In February Illinois’ newly elected Governor Bruce Rauner proposed a budget that would make deep cuts into a seemingly endless series of government programs and social services that are essential to some of the most vulnerable members of our society, and also maintain the overall quality of life for the vast majority of people in the state. This includes cuts to services for people who are homeless, people with disabilities, young adults who were wards of the state; cuts to public transportation, higher education, antiviolence programs; and on and on.
Governor Rauner and others have rationalized these cuts by claiming that the state budget faces a huge deficit, and that therefore there is no alternative. But this rationale leaves out another part of the story, and that’s the power of the very wealthy in state politics. Due to an array of loopholes, 2/3 of corporations that do business in the state pay nothing in corporate income tax to the state, including 1/3 of the companies on the Fortune 100 list. In addition, Illinois has one of the most regressive tax structures in the country. This means that the richer you are, the lower your tax rate will be. This is largely due to the fact that the state constitution currently mandates that the income tax rate must be flat (i.e., the state does not charge higher tax rates at higher income brackets). Our statewide coalition has developed a set of progressive revenue proposals that would allow the state government to address the deficit without placing the burden on the most vulnerable.

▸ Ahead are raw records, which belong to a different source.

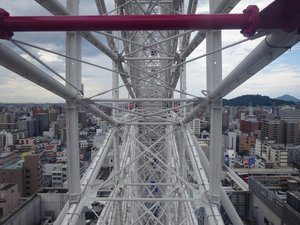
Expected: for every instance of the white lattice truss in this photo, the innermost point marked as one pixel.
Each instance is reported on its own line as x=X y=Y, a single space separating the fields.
x=161 y=175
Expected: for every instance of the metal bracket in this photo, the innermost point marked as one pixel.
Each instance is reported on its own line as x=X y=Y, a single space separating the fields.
x=4 y=34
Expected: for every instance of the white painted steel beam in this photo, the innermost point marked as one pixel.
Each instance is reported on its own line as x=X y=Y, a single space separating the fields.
x=21 y=66
x=274 y=45
x=73 y=76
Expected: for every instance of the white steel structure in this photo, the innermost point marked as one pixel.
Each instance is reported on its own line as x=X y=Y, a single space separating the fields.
x=161 y=175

So we went to Springfield to demand a fairer, more progressive tax system in order to avoid cuts to state spending on health care, education, and social services of all kinds. Hundreds staged a march to the Governor’s mansion, while hundreds of others filled the legislature and we staged two protest actions in the Chamber of the House of Representatives and outside of the Governor’s office. Anna explains why she decided to participate:
“In the ELCA bylaws, under guidelines for ordained ministry, the 7th and final guideline is to ‘speak publicly to the world in solidarity with the poor and the oppressed, calling for justice and proclaiming God’s love to the world.’ As a candidate for ordained ministry, I feel morally obligated and called to make it very clear to our elected officials that the proposed budget is not just. The budget clearly strips resources from those who already struggle, and there are other funding sources available that will NOT hurt the poor and the oppressed. We do not have a budget crisis in Illinois. We have a revenue crisis, a spiritual crisis, and a crisis of conscience. As concerned faith leaders we must make it very clear when we believe that proposed policies are in conflict with our call to serve the church and the world.”
The day of action was covered widely in the news media, including the Chicago Tribune. Drew was interviewed in this TV news segment and a very fine photo of Ben outside of the Governor’s office is featured in this news story.
The fight for a fairer, more just state budget continues, but we did achieve one important goal: we established that there is in fact an alternative to these cuts.